Il y a une semaine la population de daoussen s'est soulevée. Notre reporter s'est rendu sur les lie
Publié dans Liberté le 17 - 07 - 2003

Pour la première fois de son histoire, la commune de Daoussen émerge à la surface du monde politiquement visible, à la faveur d'un véritable soulèvement populaire. De violents affrontements ont éclaté les 9 et 10 juillet derniers entre manifestants et gendarmes, faisant plusieurs blessés des deux côtés. Qu'est-ce qui a poussé de paisibles paysans à l'extrême ? Enquête.

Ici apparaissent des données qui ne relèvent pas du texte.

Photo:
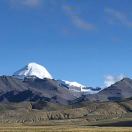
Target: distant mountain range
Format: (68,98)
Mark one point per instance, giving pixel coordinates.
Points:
(34,83)
(32,95)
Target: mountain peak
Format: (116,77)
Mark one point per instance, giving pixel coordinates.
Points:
(33,69)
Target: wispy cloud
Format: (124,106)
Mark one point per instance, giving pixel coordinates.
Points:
(109,80)
(77,20)
(118,17)
(29,3)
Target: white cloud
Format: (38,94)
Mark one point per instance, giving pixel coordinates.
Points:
(29,3)
(118,17)
(77,20)
(109,80)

Mercredi 9 juillet. Il est presque 20h. La population de cette commune de 24 000 habitants est en entier massée devant le portail du siège de l'APC. En face, le maire, le chef de daïra par intérim, des élus et autres notables. Et puis, tout autour, des gendarmes qui ont tout ce beau monde à l'œil. La population, jeunes, moins jeunes, diplômés au chômage, commerçants, fellahs, sont venus réclamer ce qu'ils ne cessent de quémander depuis l'Indépendance : leur… “part de 220 volts” comme ils disent. Ici, l'électricité est une affaire de survie. Les paysans actionnent leurs pompes à eau à l'énergie électrique. Or, un phénomène étrange a fait que, tout d'un coup, un nombre important de pompes ont été grillées. Les agriculteurs exigent une solution. Les sages du village préfèrent encore attendre les promesses des autorités.

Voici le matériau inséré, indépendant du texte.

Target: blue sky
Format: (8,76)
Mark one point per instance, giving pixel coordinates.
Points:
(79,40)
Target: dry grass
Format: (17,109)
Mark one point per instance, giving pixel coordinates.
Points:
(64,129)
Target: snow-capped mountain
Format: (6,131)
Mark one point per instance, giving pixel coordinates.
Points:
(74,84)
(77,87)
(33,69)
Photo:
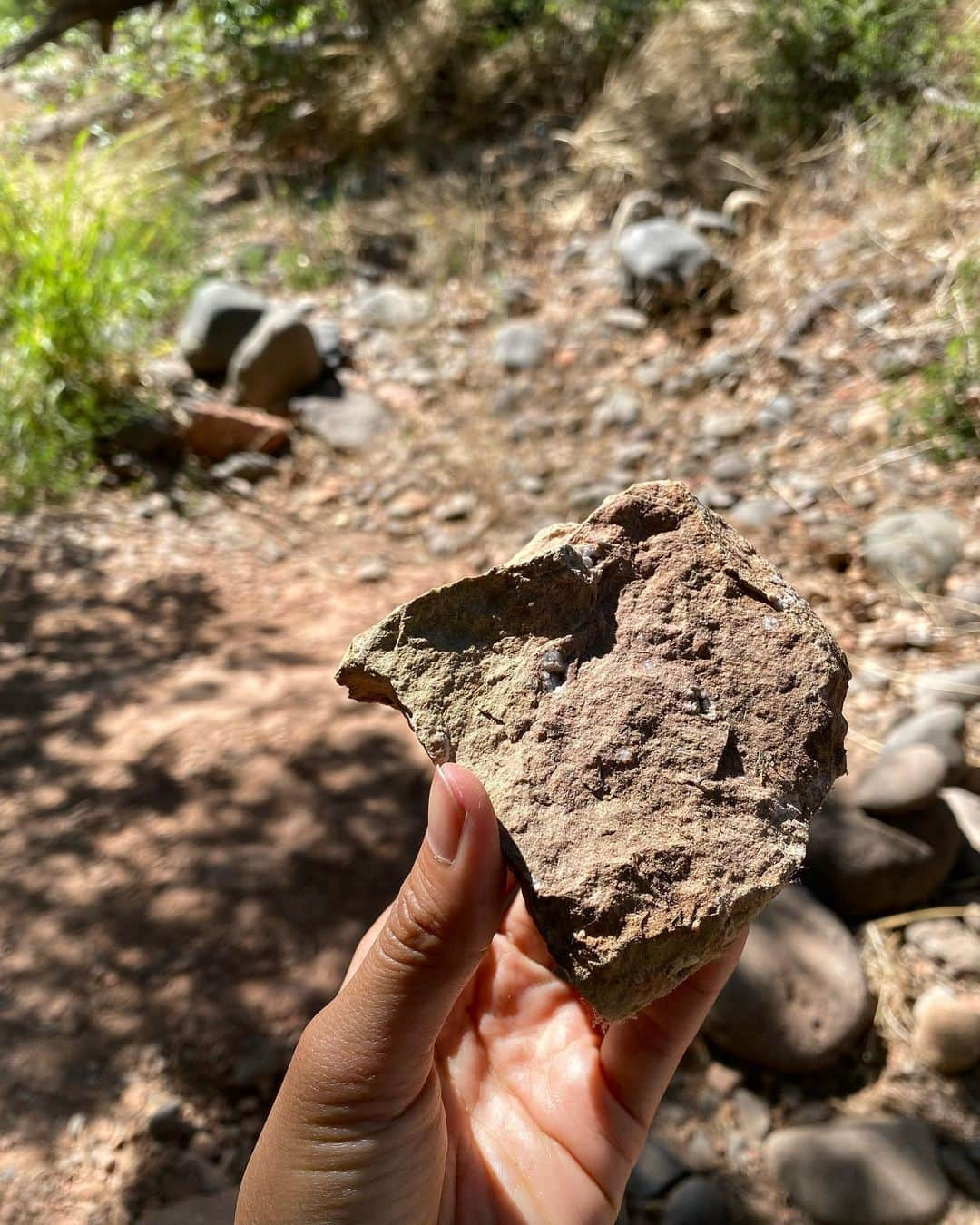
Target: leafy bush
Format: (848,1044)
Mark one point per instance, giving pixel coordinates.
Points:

Les jeunes, eux, sont sur le pied de guerre. Ils ne veulent plus écouter personne. Et ils viennent d'avoir l'occasion qu'ils attendaient depuis longtemps. Le chef de daïra de Sidi-Khaled, assurant l'intérim de celui de Ouled Jellal, parti en congé, avait avancé la promesse que, dans 48 heures, tout rentrerait dans l'ordre et l'alimentation en énergie électrique serait assurée dans de bonnes conditions. Les quarante-huit heures sont passées et toujours rien. Le ton monte. La foule chauffe. Des voix s'élèvent. Des clameurs. Le maire essaye comme il peut de calmer les esprits. Un gendarme commet la maladresse de sa vie : d'un coup de crosse, il fond sur un des plaignants. C'était la goutte qui fera embraser une foule survoltée, pressée d'en découdre avec les tenants de l'autorité. Les émeutiers allument des pneus et les dressent tout au long de la RN46 qui relie Biskra à Touggourt. Toute la population se soulève. Un ras-le-bol de 40 ans monte tel la lave d'un volcan déchaîné. Dans la foulée, le portail de l'APC est défoncé, le siège de la brigade de gendarmerie saccagé, des camions relevant du parc d'une entreprise locale sont incendiés. Le wali arrive en urgence. Rien n'y fait. Les incidents durent jusque tard dans la nuit. Les gendarmes ont dû tirer à balles réelles pour disperser les frondeurs. Les affrontements se soldent officiellement par 7 blessés, dont un jeune de 26 ans dont la jambe serait dans un sale état et qui risque l'amputation. En outre, douze personnes, dont des jeunes de 19 ans, ont été arrêtées et placées sous mandat de dépôt. Ils croupissent dans la prison de Ouled Jellal.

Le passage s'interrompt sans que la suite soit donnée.